- Shilongba Location in Yunnan.
- Coordinates: 26°35′02″N 101°21′39″E﻿ / ﻿26.58389°N 101.36083°E
- Country: People's Republic of China
- Province: Yunnan
- Prefecture-level city: Lijiang
- County: Huaping County
- Designated (town): 2012

Area
- • Total: 315.4 km^{2} (121.8 sq mi)
- Elevation: 1,245 m (4,085 ft)

Population (2017)
- • Total: 18,000
- • Density: 57/km^{2} (150/sq mi)
- Time zone: UTC+08:00 (China Standard)
- Postal code: 674802
- Area code: 0888

= Shilongba =

Shilongba (石龙坝镇 (石龍壩鎮, Shílóngbà Zhèn, Town of Stone Dragon Dam)) is a town in Huaping County, Yunnan, China.

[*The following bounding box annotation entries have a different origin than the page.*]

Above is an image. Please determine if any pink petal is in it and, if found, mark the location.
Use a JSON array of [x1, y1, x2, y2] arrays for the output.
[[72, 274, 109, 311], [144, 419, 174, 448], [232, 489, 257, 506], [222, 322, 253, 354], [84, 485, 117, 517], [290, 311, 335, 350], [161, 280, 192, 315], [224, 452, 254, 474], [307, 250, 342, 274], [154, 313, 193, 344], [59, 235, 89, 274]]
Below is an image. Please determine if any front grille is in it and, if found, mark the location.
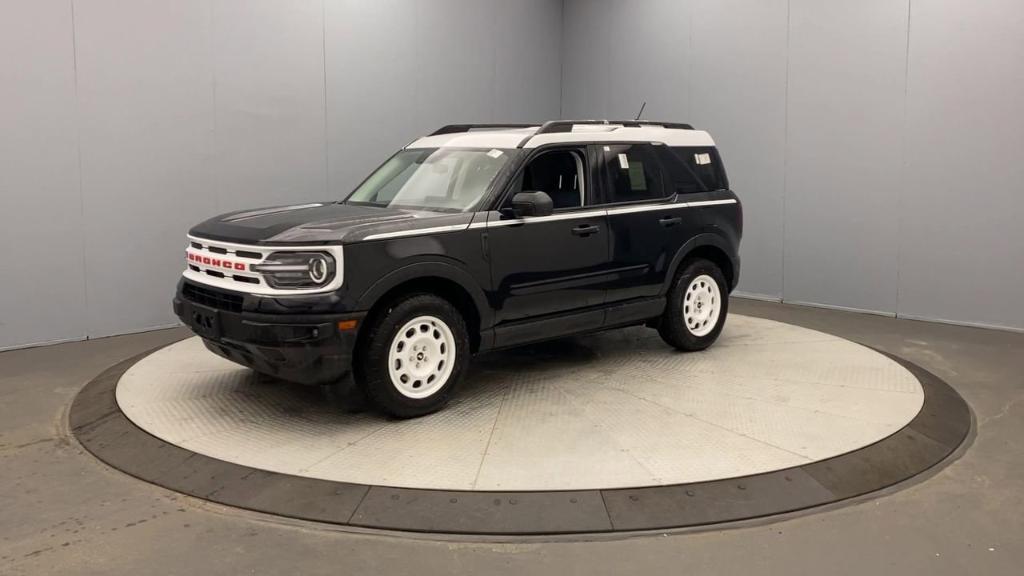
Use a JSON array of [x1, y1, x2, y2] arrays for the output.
[[181, 282, 243, 312]]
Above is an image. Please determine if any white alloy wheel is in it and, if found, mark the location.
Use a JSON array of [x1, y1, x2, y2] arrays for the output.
[[683, 274, 722, 336], [388, 316, 456, 398]]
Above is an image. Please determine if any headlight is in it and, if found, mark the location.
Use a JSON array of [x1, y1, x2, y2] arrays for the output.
[[252, 252, 336, 290]]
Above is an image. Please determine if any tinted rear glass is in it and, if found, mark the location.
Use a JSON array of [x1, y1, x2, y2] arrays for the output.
[[655, 147, 729, 194]]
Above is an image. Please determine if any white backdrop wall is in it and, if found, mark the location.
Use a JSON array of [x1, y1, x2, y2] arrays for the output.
[[562, 0, 1024, 329], [0, 0, 562, 349]]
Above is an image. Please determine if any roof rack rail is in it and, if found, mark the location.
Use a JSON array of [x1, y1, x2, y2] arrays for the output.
[[534, 120, 693, 136], [430, 124, 537, 136]]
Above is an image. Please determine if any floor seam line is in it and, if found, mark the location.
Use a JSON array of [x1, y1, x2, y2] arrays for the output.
[[345, 484, 374, 524], [593, 386, 815, 463], [470, 386, 511, 490], [630, 368, 911, 425]]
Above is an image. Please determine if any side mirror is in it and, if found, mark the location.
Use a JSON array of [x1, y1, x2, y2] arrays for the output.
[[512, 192, 555, 216]]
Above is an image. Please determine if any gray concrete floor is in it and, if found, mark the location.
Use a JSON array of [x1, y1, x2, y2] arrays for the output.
[[0, 300, 1024, 576]]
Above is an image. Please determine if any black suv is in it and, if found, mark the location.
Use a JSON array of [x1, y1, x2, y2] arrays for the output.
[[174, 120, 742, 417]]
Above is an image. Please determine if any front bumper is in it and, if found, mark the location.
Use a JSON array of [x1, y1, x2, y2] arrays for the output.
[[173, 283, 366, 384]]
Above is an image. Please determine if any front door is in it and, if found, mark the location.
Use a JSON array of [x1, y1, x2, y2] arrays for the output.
[[486, 148, 608, 328]]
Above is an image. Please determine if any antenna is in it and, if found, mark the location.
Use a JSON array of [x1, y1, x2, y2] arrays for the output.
[[633, 100, 647, 120]]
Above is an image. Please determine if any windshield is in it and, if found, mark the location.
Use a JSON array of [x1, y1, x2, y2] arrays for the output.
[[345, 148, 515, 212]]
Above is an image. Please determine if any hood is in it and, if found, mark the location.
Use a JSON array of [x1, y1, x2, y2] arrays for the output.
[[188, 203, 452, 244]]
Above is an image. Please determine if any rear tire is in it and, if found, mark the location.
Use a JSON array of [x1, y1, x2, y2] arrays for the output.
[[657, 258, 729, 352], [353, 294, 470, 418]]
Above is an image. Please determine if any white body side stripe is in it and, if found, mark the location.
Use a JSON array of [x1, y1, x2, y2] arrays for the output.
[[364, 198, 736, 240]]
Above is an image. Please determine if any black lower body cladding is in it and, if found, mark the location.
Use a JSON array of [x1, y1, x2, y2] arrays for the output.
[[174, 283, 365, 384]]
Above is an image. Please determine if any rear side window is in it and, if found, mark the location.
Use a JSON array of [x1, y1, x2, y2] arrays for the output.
[[657, 147, 729, 194], [596, 143, 668, 204]]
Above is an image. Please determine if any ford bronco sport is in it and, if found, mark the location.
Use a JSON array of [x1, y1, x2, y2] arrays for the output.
[[174, 120, 742, 417]]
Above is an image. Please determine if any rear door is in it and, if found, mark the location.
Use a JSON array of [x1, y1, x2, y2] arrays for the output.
[[591, 143, 702, 302]]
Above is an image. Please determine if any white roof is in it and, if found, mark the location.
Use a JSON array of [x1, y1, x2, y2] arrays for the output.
[[408, 124, 715, 149]]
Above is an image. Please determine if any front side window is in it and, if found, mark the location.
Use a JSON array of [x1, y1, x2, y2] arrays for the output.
[[597, 143, 666, 204], [510, 150, 585, 210], [345, 148, 516, 212]]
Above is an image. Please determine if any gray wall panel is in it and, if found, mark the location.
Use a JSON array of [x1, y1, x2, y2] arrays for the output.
[[562, 0, 690, 120], [75, 0, 216, 336], [0, 0, 562, 347], [0, 0, 85, 349], [782, 0, 907, 313], [212, 0, 327, 211], [494, 0, 562, 122], [325, 0, 424, 198], [899, 0, 1024, 328], [561, 0, 610, 118], [678, 0, 788, 297]]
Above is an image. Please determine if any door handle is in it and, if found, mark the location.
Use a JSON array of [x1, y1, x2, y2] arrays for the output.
[[572, 224, 601, 238]]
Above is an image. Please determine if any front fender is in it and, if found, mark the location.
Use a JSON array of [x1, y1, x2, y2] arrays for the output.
[[356, 261, 494, 331]]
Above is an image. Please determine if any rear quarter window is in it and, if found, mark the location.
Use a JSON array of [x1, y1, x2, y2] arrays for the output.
[[656, 147, 729, 194]]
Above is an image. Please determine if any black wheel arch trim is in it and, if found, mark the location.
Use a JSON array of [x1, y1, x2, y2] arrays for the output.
[[356, 261, 494, 332], [659, 232, 739, 296]]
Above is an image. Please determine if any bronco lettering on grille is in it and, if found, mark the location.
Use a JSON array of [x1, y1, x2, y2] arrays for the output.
[[185, 252, 247, 272]]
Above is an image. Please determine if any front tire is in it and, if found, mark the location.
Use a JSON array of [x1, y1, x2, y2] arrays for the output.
[[657, 258, 729, 352], [353, 294, 470, 418]]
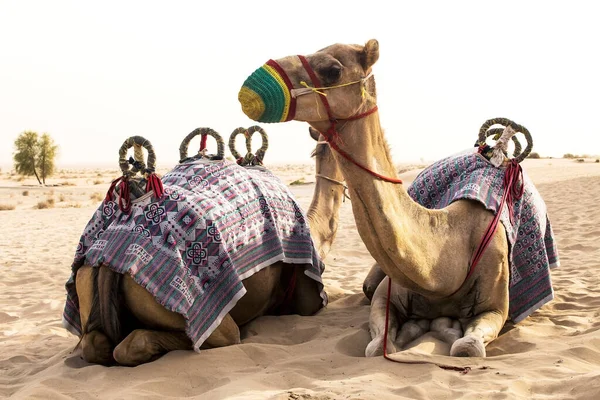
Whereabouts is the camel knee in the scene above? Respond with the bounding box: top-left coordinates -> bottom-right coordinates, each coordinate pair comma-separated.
450,335 -> 486,357
204,314 -> 242,348
294,267 -> 323,316
81,331 -> 115,365
112,329 -> 155,367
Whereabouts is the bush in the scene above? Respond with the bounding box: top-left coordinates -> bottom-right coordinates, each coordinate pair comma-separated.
34,199 -> 54,210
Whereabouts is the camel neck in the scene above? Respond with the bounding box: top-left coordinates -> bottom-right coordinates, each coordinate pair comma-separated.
324,112 -> 443,292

As of the 2017 statistics it had a population of 18,000 and an area of 315.4 km2.

== Etymology ==
Legend said that there is a Chinese dragon here, which often drowned farmland and endangered the people. The Jade Emperor sent Leigong to kill the dragon, as time goes by, its bones became the river bottom and dam, hence the name of "Shilongba".

== Administrative division ==
As of 2016, the town is divided into six villages:
- Minzhu (民主村)
- Jizuo (基佐村)
- Demao (德茂村)
- Longquan (龙泉村)
- Longjing (龙井村)
- Linjiang (临江村)

== History ==
In 1931, the Huaping government set up the Tianma Township (天马乡) in this area.

After establishment of the Communist State, in 1950, it belonged to the 3rd District. In 1958, it was renamed "Minzhu People's Commune" (民主人民公社). In 1988, Shilongba Yi and Dai Ethnic Township (石龙坝彝族傣族乡) separated from the area. On 14 August 2012, Shilongba Yi and Dai Ethnic Township was revoked and reformed as "Shilongba".

== Geography ==
The town is situated at southeastern Huaping County. The highest point in the town is Maoshuikong (冒水孔) which stands 2321.7 m above sea level. The lowest point is the river mouth in Tangba (塘坝河口), which, at 1015 m above sea level.

The town is in the subtropical monsoon climate zone, with an average annual temperature of 20.9 C, total annual rainfall of 300 mm, and a frost-free period of 300 days.

There are two reservoirs in the town.

There are a number of popular mountains located immediately adjacent to the townsite which include Xianling Mountain (显灵山; Maoshuikong (冒水孔; and Xicaodi Mountain (席草地后山.

The Xinzhuang River (新庄河), Longquan River (龙泉河), Longtang River (龙塘河) and Longjing River (龙井河) flow through the town.

== Economy ==
The town's economy is based on nearby mineral resources and agricultural resources. The main crops are rice, wheat, corn, and sweet potato. Economic crops are mainly mango, pomegranate, citrus, pepper, bamboo, peach, and pear. The region abounds with coal, iron, gold, limestone, and quartz.

== Demographics ==

As of 2017, the National Bureau of Statistics of China estimates the town's population now to be 18,000. There are 12 ethnic groups in the town, such as Yi, Dai, and Lisu.

== Transportation ==
The China National Highway 353 passes across the town north to south.

The G4216 Expressway is a west–east expressway in the town.